Bu Karye Köyü’nün 15. yüzyılın ortalarına kadar, değişik ülkelerle, özellikle Marmara Denizi güney sahilleri ve Yunan kolonileriyle ticaret yaptığı, 1955 yılında bahçe düzenlemesi yapılırken ortaya çıkan Kizikos Definesi’ndeki altın sikkelerden anlaşılmaktadır (Bu paralar, İstanbul Arkeoloji Müzesi’nin Define Bölümü’nde, aynı isimli koleksiyon korunmaktadır).
Adada sürgün ve hapis hayatı, Roma İmparatorluğu’nun başkentini İstanbul’a nakleden Konstantinus zamanında başlar. Ermani Katalikosu (piskopos) Nerses, Arius’a karşı olduğu gerekçesiyle önce Oxia’ya (Sivriada) sürülmüş, daha sonra Ermenistan Kralı III. Arşak tarafından herhalde daha hafif bir sürgün yeri olarak Büyükada’ya gönderilmiştir. İmparator Heraklis kendine karşı bir ayaklanma hareketine geçtiğinde şüphe ettiği oğlu Attalarik’i 637 yılında buraya sürmüştür.
Büyükada İsmi
Bu geniş kesiti 4625 metre ile Adalar ilçesinin en büyük ve en gösterişli adasıdır. Eski isimleri: Prinkipos, Meale Demonesi, Beyadası ve Fetih’ten sonra da ‘’Büyükada’’. 569 yılında İmparator II. Jüsten’in burada (eski limanın yanında) bir saray yaptırmasıyla ‘’Prens Adası’’ ismi kısa zamanda diğer adalar içinde yaygınlaşarak ‘’Prens Adaları’’ haline gelmiştir (VI. Yüzyıl Bizans yazarlarından Sadranos’un kaydı). Batı literatürü ‘’Les lles des Princes’’ deyimini kullanmaktadır. Büyükada’nın eski isimlerinin çoğu ‘’büyük’’ sıfatı etrafında toplanmıştır.
Büyükada’nın tarihinde şüphesiz en fazla iz bırakmış olanı, İmparatoriçe İrini’dir (Eirene). 797’de, oğlu VI. Konstantinus’u tahttan indirip yerine geçen İrini’yi Papa ve birçok Hıristiyan hükümdar, kadın olduğu için imparator olarak kabul etmek istememişlerdir.

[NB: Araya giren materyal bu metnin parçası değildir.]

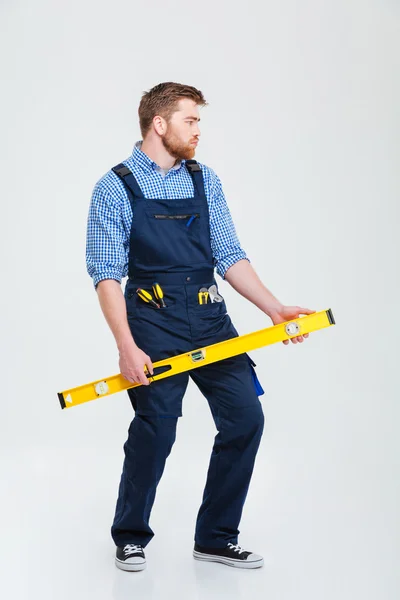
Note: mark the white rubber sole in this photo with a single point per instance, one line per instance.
(124, 566)
(231, 562)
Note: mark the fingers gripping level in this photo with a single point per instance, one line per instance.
(201, 356)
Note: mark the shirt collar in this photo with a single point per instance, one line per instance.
(147, 163)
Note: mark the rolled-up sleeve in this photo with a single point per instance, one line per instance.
(106, 244)
(225, 244)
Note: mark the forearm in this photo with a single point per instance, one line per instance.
(113, 305)
(243, 278)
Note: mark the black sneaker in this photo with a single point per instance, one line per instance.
(130, 557)
(233, 555)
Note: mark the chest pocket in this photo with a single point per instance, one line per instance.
(187, 218)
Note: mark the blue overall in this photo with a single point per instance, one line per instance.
(170, 244)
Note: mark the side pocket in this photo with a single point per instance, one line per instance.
(257, 384)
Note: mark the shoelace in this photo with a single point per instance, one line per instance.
(236, 548)
(131, 548)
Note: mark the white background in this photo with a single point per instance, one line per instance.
(303, 129)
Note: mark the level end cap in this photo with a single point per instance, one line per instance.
(331, 317)
(61, 399)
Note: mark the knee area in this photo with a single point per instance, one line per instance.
(248, 420)
(153, 431)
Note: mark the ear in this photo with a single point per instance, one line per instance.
(160, 125)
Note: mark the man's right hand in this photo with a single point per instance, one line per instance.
(132, 361)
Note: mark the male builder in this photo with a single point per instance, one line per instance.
(161, 217)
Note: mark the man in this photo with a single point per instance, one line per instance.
(161, 217)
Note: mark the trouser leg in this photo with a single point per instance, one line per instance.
(151, 437)
(238, 416)
(146, 450)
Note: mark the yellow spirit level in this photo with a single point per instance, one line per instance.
(201, 357)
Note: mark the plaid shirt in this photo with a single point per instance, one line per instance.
(110, 215)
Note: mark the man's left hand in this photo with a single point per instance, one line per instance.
(287, 313)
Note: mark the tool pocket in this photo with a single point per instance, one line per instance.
(134, 304)
(257, 384)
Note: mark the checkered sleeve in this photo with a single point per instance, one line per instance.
(106, 244)
(225, 244)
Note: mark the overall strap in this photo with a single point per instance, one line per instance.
(128, 179)
(196, 173)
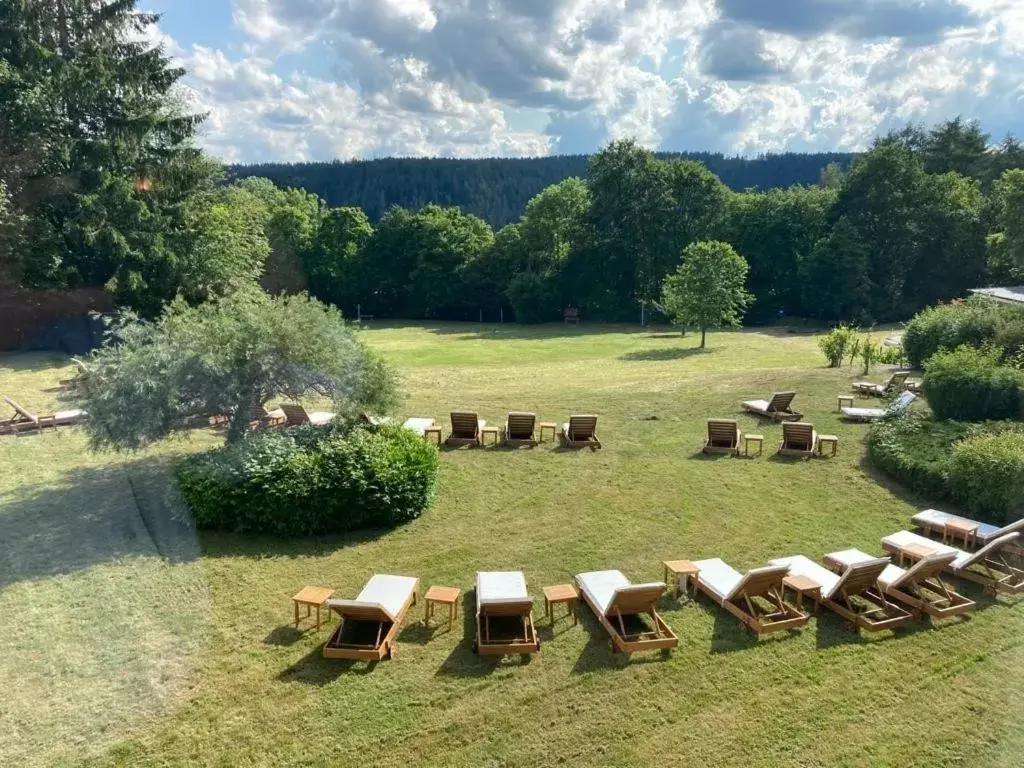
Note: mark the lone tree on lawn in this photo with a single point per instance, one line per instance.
(227, 356)
(707, 290)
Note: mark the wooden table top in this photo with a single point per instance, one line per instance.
(442, 594)
(313, 595)
(560, 592)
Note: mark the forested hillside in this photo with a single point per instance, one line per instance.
(497, 189)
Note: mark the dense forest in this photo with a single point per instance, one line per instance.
(497, 189)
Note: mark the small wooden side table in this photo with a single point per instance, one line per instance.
(827, 439)
(804, 586)
(560, 593)
(758, 438)
(954, 529)
(683, 572)
(311, 597)
(444, 596)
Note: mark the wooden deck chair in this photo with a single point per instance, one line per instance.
(24, 420)
(933, 522)
(296, 415)
(894, 383)
(504, 614)
(370, 623)
(627, 610)
(519, 429)
(778, 408)
(723, 436)
(755, 597)
(988, 566)
(581, 431)
(854, 595)
(799, 439)
(920, 587)
(465, 429)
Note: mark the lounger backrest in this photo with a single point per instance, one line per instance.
(798, 435)
(780, 401)
(990, 549)
(637, 598)
(926, 567)
(723, 432)
(760, 582)
(520, 425)
(583, 427)
(22, 412)
(295, 413)
(464, 424)
(860, 577)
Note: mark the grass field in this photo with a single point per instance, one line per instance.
(126, 638)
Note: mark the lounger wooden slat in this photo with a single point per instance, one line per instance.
(756, 598)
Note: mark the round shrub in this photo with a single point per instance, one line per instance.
(310, 480)
(969, 384)
(986, 475)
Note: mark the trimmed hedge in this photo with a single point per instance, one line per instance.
(969, 384)
(310, 480)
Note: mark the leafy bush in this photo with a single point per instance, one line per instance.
(986, 474)
(970, 384)
(311, 480)
(837, 343)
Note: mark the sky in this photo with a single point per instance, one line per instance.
(302, 80)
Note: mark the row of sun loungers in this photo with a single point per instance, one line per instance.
(868, 592)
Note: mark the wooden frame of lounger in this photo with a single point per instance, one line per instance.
(762, 584)
(521, 607)
(384, 644)
(857, 599)
(778, 408)
(465, 429)
(796, 433)
(924, 574)
(519, 428)
(634, 602)
(994, 573)
(723, 436)
(581, 431)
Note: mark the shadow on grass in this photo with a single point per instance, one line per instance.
(95, 515)
(672, 353)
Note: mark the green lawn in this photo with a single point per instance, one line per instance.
(128, 639)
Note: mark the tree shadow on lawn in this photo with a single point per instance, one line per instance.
(95, 515)
(671, 353)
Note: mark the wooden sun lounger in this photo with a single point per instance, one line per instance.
(296, 415)
(519, 429)
(465, 429)
(627, 610)
(504, 614)
(371, 622)
(894, 383)
(723, 436)
(778, 408)
(920, 587)
(581, 431)
(988, 566)
(755, 598)
(799, 439)
(854, 595)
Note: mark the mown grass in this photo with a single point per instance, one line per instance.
(130, 640)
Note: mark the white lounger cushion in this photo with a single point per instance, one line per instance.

Ancak, Charlman onu sadece Batı Roma İmparatoru değil, kendisinden önce gelen şöhretli imparatorların da halefi sayıyordu. Fakat Hıristiyan aleminde iki imparatorun ortaya çıkmasının Avrupa birliğine ters düşeceği endişesi ile İrini tahttan indirilip Büyükada, Maden’deki kendisinin genişlettiği Kadınlar Manastırı’na sürgün ediliyor.
Her sayfasında görüleceği gibi, adaların romantizmi ile bağdaşmayan, mücadeleler, cinayetler, entrikalar ve katiller dehşet ve ibret vericidir. Asıl garip denilebilecek husus, bu sürgünlerin birçokları yüksek dereceli din adamı olduğu gibi, burada ıstıraplı hayata girdikten sonra mahkumların itibar kazanmasıdır.
9. yüzyıl başlarında ikona (tasvir) mücadeleleri nedeniyle, Aziz Theodor ve ikonları savunan arkadaşları bu manastıra sürülüyor; çektiği sıkıntılar, İznik Piskoposu Petro’ya yazdıkları mektuplardan anlaşılmaktadır. Burada ulak (posta) servisinin mevcudiyeti ilgi çekicidir. İmparator Zoi ve Studios (Yedikule) Manastırı’nın başrahibi Theodoros buranın zorunlu konukları olmuştur.
10. yüzyıl ortasında Rus korsanları Boğaziçi ve adaları yağmalarlar; bunu 1204’de Haçlıların İstanbul’u ve adaları talan etmeleri izler, buldukları her şeyi götürürler. Halen adalarda kiliseler mevcut olup faal manastır yoktur.
Günlük yaşam Büyükada’da genellikle şöyledir: Fetih’ten yüz yıl sonra İstanbul adalarına gelen gezgin Pierre Gile, güneydeki Karye Köyü sakinlerinin balıkçılıkla geçindiklerini kaydetmiştir (The Antiquities of Constantinople). Makilerin bir güzel cinsi olan kocayemişler adalarda sonbaharda bol miktarda bulunur. Çamlar altında mantarlar (özellikle Kanlıca denilenleri), tavşanlae, keklik, sarıasmalar, süt için keçiler, üzüm bağları, çevrede bol balık bulunuyor; harp ve istila dönemlerinde buğday ekimi ön plana çıkıyor, su çok gelişmiş sarnıçlardan elde ediliyordu.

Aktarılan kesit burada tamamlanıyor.